Are Labs To Be Punished for Vitamin D Testing?

HERE’S AN INTERESTING QUESTION: Are labs to be punished because patients want to know if their Vitamin D levels are sufficient? Consider this: THE DARK REPORT predicted last year that labs might suffer a backlash from payers as a result of increased demand for Vitamin D testing.

In a briefing titled: “Vitamin D Test Volumes Double in Past Year,” published on July 28, 2008, we said, “Across the nation, labs report a near doubling in the volume of Vitamin D tests they are performing. Will Medicare and private payers recognize that, per evidence-based medicine guidelines, this testing is justified and labs should not be punished for increased utilization?”

Now comes news that National Government Services (NGS), one of the nation’s largest Medicare contractors, is taking steps to make that prediction become reality by its proposal to stop paying for routine testing for Vitamin D insufficiency. In its proposed local coverage determination (LCD), NGS said it would cover Vitamin D testing only for patients with chronic kidney disease, osteomalacia, hypercalcemia, and rickets. Other testing for Vitamin D would be denied. Is this short-sighted bureaucratic thinking? Or is it part of a shrewd, long-term strategy to reshape utilization of laboratory testing in this country? (See pages 7-8)
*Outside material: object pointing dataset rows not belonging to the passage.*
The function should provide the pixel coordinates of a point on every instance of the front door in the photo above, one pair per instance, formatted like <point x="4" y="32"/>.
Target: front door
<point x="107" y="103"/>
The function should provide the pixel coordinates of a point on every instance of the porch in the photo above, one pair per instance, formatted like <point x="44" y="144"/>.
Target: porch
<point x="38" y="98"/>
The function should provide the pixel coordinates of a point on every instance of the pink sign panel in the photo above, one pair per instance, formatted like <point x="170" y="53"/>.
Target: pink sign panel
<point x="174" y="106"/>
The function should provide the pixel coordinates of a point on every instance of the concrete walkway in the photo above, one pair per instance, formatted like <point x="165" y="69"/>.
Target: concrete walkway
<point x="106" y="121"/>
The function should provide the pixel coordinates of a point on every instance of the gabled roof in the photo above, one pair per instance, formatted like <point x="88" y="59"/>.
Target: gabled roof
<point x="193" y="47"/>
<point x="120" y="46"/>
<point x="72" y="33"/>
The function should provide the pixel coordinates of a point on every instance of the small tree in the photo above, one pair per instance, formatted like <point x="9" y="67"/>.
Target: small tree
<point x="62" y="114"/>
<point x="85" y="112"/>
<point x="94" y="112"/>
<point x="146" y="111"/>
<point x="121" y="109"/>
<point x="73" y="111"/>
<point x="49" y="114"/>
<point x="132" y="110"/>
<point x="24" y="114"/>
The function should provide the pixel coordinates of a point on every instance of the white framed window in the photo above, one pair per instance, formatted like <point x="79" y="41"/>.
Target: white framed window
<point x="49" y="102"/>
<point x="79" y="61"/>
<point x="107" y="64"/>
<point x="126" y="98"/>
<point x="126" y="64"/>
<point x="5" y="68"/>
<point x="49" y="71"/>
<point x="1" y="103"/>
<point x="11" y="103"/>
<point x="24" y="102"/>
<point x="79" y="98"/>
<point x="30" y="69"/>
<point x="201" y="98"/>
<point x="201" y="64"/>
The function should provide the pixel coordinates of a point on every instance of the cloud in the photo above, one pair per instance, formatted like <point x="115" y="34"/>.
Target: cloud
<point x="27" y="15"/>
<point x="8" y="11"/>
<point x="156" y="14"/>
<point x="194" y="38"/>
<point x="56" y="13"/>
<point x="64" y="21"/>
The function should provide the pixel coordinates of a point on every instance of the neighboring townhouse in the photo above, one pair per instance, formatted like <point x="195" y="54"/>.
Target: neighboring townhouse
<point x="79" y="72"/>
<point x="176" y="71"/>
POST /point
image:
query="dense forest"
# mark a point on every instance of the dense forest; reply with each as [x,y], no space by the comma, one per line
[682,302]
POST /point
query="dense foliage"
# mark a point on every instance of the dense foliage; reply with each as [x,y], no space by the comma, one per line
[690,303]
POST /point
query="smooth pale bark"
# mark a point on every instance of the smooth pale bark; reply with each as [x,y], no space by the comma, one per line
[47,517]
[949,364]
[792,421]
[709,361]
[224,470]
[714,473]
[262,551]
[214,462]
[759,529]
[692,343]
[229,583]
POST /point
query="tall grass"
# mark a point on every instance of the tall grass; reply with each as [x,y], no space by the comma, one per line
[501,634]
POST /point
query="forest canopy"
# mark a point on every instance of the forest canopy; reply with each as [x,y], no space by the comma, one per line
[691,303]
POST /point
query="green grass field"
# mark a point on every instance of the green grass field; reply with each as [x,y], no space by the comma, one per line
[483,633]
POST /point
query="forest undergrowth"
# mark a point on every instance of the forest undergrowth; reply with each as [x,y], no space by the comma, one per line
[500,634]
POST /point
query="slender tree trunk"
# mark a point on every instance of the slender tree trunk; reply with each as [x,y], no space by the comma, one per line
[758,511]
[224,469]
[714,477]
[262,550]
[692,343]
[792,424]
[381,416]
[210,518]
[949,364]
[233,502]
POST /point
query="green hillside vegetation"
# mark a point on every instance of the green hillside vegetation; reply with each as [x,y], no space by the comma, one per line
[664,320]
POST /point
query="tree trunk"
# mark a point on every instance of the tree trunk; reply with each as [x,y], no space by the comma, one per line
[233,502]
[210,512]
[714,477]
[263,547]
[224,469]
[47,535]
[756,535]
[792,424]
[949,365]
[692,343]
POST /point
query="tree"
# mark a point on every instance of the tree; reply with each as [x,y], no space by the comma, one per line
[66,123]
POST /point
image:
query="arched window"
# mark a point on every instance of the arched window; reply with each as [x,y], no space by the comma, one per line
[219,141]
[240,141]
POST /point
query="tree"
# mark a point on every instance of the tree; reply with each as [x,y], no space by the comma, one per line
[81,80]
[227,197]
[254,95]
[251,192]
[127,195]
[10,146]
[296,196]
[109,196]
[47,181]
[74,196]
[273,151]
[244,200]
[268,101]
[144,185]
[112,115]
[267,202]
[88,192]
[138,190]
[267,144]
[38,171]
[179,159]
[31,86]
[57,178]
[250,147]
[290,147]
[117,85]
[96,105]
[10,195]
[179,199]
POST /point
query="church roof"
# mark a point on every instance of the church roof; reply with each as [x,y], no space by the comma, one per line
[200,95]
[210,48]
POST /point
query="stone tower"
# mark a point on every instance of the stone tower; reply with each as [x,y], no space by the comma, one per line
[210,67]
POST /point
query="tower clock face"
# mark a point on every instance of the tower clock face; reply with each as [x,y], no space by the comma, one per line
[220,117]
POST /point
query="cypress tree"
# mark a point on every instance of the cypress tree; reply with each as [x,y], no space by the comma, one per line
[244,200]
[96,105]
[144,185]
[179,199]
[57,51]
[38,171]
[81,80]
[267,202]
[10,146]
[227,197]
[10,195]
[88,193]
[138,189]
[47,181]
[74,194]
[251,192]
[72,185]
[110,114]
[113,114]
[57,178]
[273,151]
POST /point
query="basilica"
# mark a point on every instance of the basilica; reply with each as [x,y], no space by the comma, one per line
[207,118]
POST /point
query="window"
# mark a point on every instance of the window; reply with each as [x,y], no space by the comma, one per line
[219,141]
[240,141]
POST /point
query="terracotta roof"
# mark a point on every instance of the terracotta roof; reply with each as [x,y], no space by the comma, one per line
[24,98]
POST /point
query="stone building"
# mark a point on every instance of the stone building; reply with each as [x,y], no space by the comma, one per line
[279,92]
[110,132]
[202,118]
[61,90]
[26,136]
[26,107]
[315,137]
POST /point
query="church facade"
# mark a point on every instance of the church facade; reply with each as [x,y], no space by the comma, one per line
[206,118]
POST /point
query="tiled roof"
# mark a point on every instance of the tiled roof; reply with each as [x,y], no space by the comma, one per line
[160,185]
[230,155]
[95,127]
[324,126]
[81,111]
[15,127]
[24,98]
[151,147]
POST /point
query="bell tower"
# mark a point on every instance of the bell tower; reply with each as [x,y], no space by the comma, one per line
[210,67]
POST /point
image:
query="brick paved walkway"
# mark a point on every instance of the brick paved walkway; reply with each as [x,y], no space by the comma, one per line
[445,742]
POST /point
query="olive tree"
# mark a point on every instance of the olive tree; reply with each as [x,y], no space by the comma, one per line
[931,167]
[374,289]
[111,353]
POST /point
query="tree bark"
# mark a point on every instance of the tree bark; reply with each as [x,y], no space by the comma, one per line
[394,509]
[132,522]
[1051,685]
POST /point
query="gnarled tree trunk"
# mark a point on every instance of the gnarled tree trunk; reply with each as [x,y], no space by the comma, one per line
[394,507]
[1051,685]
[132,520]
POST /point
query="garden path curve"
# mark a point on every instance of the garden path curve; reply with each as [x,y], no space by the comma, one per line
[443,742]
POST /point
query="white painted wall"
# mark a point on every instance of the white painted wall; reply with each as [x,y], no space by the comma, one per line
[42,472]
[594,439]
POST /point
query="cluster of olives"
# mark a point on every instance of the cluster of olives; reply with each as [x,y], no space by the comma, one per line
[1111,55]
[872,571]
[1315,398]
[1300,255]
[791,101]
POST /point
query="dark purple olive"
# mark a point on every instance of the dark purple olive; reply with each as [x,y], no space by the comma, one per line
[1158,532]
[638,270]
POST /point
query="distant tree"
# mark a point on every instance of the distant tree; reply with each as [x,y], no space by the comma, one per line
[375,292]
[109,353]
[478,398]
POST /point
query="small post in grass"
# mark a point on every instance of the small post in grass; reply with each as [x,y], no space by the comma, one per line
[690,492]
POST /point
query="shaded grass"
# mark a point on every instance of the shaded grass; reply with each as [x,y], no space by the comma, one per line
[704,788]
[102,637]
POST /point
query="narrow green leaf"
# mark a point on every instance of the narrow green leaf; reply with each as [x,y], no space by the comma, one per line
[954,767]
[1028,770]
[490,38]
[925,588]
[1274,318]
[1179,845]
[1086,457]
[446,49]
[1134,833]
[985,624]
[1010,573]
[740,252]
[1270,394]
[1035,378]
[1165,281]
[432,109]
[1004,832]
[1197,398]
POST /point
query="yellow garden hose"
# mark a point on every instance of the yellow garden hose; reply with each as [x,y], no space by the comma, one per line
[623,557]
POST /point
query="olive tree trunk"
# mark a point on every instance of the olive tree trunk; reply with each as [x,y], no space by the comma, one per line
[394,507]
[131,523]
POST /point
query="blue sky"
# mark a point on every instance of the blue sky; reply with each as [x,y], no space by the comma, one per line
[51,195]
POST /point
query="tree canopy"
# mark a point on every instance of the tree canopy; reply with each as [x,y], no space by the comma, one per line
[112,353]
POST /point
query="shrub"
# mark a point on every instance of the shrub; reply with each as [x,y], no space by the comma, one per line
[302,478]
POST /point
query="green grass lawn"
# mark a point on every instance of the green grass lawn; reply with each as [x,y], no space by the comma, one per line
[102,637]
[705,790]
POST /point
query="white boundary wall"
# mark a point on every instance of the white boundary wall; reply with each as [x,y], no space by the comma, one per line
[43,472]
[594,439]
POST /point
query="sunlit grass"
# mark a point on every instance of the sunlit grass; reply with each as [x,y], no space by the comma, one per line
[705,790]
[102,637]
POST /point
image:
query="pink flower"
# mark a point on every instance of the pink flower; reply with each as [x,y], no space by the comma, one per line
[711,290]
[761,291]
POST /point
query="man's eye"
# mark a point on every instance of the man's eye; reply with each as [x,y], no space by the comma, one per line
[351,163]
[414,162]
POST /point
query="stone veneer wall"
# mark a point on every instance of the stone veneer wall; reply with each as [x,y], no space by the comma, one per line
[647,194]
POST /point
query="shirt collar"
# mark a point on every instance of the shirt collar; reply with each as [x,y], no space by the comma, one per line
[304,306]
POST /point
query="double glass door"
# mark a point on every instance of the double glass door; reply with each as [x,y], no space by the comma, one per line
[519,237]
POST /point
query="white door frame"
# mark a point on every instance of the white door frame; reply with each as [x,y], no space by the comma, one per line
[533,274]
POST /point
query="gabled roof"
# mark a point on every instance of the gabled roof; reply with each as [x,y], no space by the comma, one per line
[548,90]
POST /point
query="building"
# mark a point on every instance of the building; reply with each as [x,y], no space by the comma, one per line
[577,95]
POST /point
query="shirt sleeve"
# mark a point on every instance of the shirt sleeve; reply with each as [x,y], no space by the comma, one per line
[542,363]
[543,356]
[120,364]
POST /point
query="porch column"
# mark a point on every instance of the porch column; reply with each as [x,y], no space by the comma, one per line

After all, if Medicare patients must pay out of pocket for Vitamin D testing, then many will forego these tests, putting themselves at risk for long- term chronic conditions. Eventually, Medicare will need to pay to treat patients who have these chronic and costly conditions. For that reason, NGS’ proposal to deny coverage for routine Vitamin D sufficiency testing puts Medicare squarely at odds with its stated goal of supporting early detection and preventive medicine. So much for a $40 Vitamin D test once every year or two and its potential to save the healthcare system tens of thousands of dollars per patient in downstream costs.

More importantly for the laboratory industry, this ill-conceived proposal to deny coverage for a test that is relatively non-controversial should be viewed for what it is: less an effort to guide clinicians via appropriately coverage guidelines and more a deliberate step to constrain increases in the cost of care by shifting the burden away from Medicare and onto both patients and the laboratories that provide their physicians with these tests.